A Probabilistic Inference System for The Prediction of Subcellular
Localization Sites of Proteins: Application to E. coli Data
Paul Horton (email@example.com)
Kenta Nakai (firstname.lastname@example.org)
 Computer Science Division,
University of California, Berkeley, CA 94720, USA
 Institute of Molecular and Cellular Biology
Osaka University, 1-3 Yamada-oka, Suita 565, Japan
We have proposed that the prediction of protein subcellular localization sites can provide a good clue for the characterization of open reading frames of unknown function [1,2]. Our program, PSORT, has been used by a number of researchers through the Internet . PSORT was originally written in the style of a 'if-then' rule-based system. Although this style has the merit of a great versatility in coding inference pathways, re-optimization of numeric parameters for either given training data or expanded rules needs an expert's manual work. Clearly, this character is not well suited for the rapidly-progressing state of genome analyses. Thus, we have been studying other mathematical models for inference that allow at least semi-automatic optimization of numeric parameters. Last year, we introduced a simple model, the water-flow model, that automatically finds required threshold parameters. This model showed sufficiently high discrimination power for model data. Here, we describe an improved model and report its predictability when applied to more realistic data.

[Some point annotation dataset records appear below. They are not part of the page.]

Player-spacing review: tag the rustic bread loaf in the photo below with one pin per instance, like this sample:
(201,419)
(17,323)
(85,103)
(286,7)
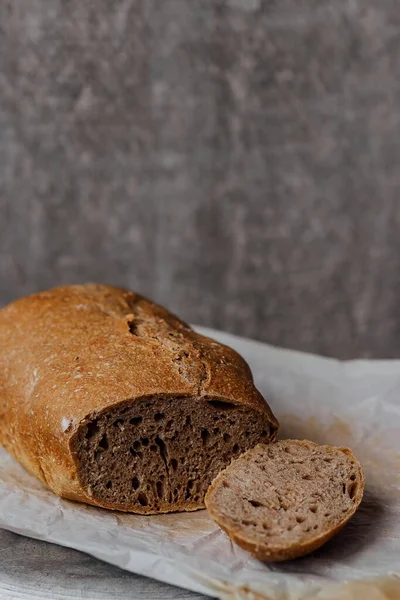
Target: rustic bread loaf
(285,500)
(111,400)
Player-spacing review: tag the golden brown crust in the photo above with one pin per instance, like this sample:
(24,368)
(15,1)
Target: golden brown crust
(268,553)
(69,353)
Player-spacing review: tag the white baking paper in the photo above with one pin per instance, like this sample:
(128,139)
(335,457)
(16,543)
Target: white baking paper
(355,404)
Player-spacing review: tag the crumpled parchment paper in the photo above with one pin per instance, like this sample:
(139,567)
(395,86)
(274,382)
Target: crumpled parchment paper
(354,404)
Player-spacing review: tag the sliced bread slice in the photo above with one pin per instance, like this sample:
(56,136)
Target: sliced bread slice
(286,499)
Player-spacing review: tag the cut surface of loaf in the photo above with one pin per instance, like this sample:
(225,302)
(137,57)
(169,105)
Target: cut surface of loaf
(110,399)
(284,500)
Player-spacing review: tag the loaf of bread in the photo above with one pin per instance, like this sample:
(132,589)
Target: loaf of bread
(111,400)
(285,500)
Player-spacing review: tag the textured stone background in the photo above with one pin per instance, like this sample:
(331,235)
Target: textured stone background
(237,160)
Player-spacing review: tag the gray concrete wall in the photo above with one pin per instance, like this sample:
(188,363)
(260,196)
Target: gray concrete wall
(236,160)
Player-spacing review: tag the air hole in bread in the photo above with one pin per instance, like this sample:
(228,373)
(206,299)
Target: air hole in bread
(160,489)
(142,499)
(136,453)
(92,429)
(220,405)
(205,434)
(104,442)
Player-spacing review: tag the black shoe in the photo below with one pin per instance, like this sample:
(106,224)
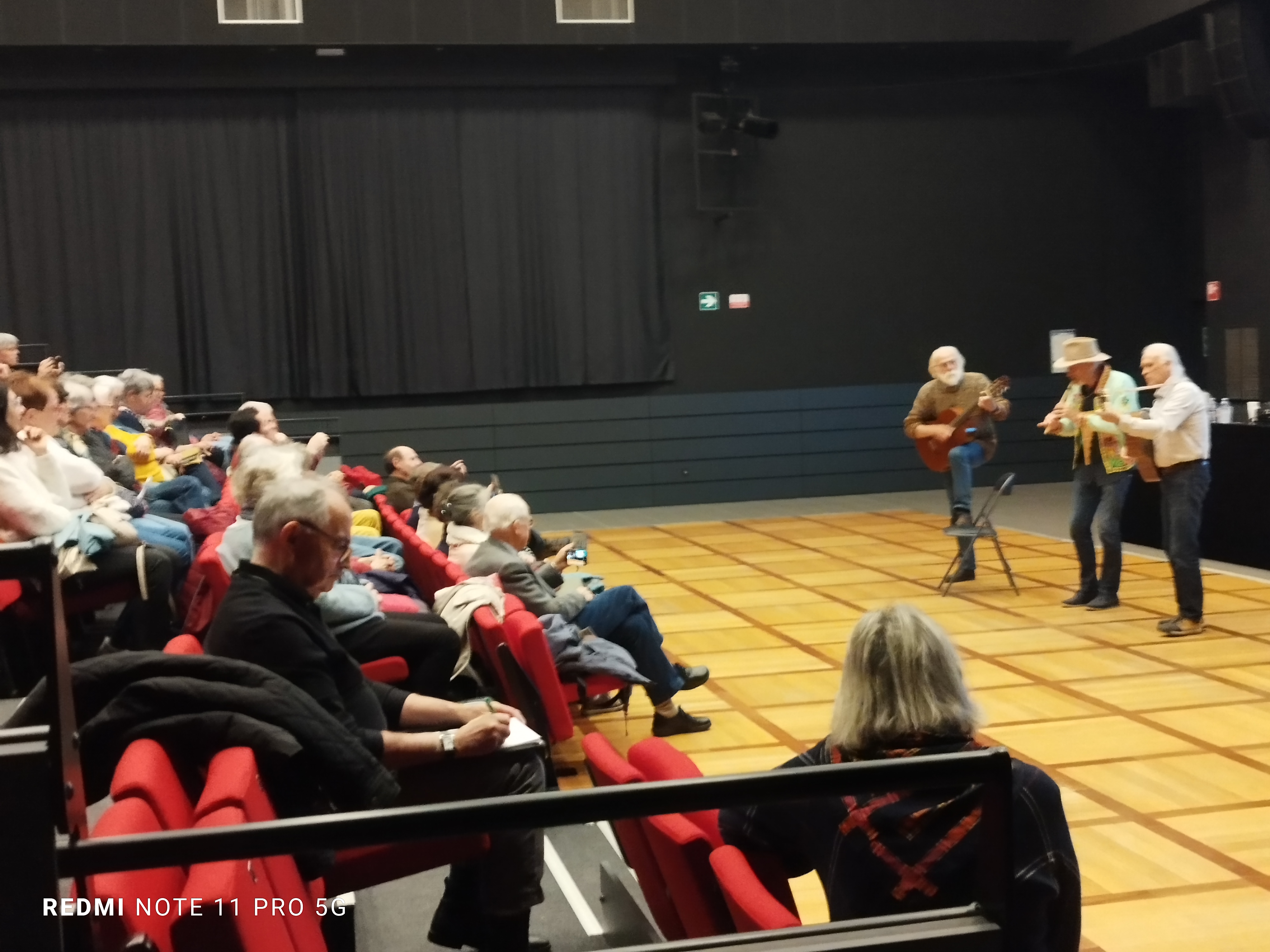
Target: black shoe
(693,677)
(1102,602)
(604,704)
(683,723)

We first collected E. coli amino acid sequences of known subcellular localization sites from the PROSITE database (Rel. 31). Excluding hypothetical information, 336 sequences were collected in total. They were classified into the following 8 groups: lipoproteins at the inner membrane (imL), lipoproteins at the outer membrane (omL), inner membrane proteins with a cleavable signal sequence (imS), typical outer membrane proteins (om), periplasmic proteins (pp), inner membrane proteins with a signal- anchor signal (imU), inner membrane proteins with an internal signal (im), and cytoplasmic proteins including peripheral inner membrane proteins (cp). Since the precise information for topogenic signals is lacking in the database, this classification partly uses the prediction result of PSORT. The number of members varies from 2 to 143 for each group.
Currently, the reasoning tree is the same as the one used in the previous study. However, we employed a probabilistic inference model. Basically, the model is a kind of "water-flow model", as is the model proposed last year. The most important difference is the use of a discrete set of conditional probability values for categorized ranges of the characteristic value at each node. These categories are defined such that each category roughly contains a uniform number of data points. However, since we still leave some room for eyeball inspection in this process, the calculation is semi-automatic.

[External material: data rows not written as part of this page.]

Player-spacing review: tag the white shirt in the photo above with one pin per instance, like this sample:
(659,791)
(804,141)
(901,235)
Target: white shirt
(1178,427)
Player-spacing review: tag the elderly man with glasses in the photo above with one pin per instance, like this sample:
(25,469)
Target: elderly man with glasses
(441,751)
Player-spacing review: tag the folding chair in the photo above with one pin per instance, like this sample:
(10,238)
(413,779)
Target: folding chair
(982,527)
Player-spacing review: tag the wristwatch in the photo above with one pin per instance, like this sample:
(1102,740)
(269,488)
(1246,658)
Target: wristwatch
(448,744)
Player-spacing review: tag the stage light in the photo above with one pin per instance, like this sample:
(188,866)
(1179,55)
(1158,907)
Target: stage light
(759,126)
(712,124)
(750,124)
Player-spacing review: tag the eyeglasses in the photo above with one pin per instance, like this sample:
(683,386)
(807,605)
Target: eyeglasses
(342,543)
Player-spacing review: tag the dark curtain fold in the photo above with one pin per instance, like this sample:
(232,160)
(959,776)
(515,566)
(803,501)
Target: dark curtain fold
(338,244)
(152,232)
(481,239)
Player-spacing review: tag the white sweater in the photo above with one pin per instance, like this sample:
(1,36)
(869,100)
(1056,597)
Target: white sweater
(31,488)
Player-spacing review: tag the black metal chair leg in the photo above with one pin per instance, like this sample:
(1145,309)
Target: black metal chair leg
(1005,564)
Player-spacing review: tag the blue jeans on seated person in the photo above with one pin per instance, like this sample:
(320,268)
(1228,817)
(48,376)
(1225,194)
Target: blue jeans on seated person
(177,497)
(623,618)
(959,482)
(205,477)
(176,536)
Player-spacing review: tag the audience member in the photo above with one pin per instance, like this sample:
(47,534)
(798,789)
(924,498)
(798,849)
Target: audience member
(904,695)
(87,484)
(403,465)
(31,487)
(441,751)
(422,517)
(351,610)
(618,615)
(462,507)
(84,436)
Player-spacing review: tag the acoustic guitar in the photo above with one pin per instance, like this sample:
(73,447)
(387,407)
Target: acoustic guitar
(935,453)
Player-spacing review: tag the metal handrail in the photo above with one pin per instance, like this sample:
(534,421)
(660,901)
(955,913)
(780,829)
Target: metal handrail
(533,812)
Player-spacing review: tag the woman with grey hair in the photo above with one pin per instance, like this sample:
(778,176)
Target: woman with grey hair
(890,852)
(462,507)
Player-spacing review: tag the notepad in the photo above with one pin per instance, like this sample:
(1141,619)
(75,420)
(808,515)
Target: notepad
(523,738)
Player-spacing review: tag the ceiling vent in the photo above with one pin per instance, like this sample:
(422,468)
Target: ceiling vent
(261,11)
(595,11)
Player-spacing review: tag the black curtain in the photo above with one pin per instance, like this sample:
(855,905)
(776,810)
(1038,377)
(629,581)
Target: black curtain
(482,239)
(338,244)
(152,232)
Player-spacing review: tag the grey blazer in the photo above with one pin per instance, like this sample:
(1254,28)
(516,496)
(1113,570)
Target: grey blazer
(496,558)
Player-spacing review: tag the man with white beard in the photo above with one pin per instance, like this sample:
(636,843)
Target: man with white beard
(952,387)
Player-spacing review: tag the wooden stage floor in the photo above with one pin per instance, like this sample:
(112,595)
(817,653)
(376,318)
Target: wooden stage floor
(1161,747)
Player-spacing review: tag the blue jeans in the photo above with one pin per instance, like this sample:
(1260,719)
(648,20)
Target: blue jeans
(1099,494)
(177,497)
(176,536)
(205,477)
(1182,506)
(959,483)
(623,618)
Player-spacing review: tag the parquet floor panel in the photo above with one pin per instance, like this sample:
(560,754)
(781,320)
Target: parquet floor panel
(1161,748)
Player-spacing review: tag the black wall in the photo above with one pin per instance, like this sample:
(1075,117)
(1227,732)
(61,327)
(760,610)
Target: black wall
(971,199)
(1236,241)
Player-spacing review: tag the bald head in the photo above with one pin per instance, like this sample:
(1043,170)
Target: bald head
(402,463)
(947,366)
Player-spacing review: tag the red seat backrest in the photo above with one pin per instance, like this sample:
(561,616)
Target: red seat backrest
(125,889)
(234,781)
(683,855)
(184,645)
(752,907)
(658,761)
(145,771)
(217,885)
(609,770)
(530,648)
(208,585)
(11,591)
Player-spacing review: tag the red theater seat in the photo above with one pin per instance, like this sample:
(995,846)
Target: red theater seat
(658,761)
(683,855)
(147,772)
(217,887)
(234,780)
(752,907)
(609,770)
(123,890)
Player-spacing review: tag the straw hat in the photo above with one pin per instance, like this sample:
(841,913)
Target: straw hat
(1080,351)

Although there remains some room for improvement in the characteristic values (for example, the parameters used in MeGeoch's method for signal sequence recognition) at each node, we tested the predictability of the current model by the cross-validation method. The 336 data were randomly divided into a training set of 302 and a testing set of 34. This trial was carried out 10 times and the resultant values were averaged. The overall prediction accuracy marked 79.1% which does not differ much with the accuracy for discriminating the training data. We expect that the method can be applied to a much more complicated eukaryotic problem without terrible difficulty because of its conceptual clearness. Thus, this method seems very promising for upgrading the PSORT system in the near future.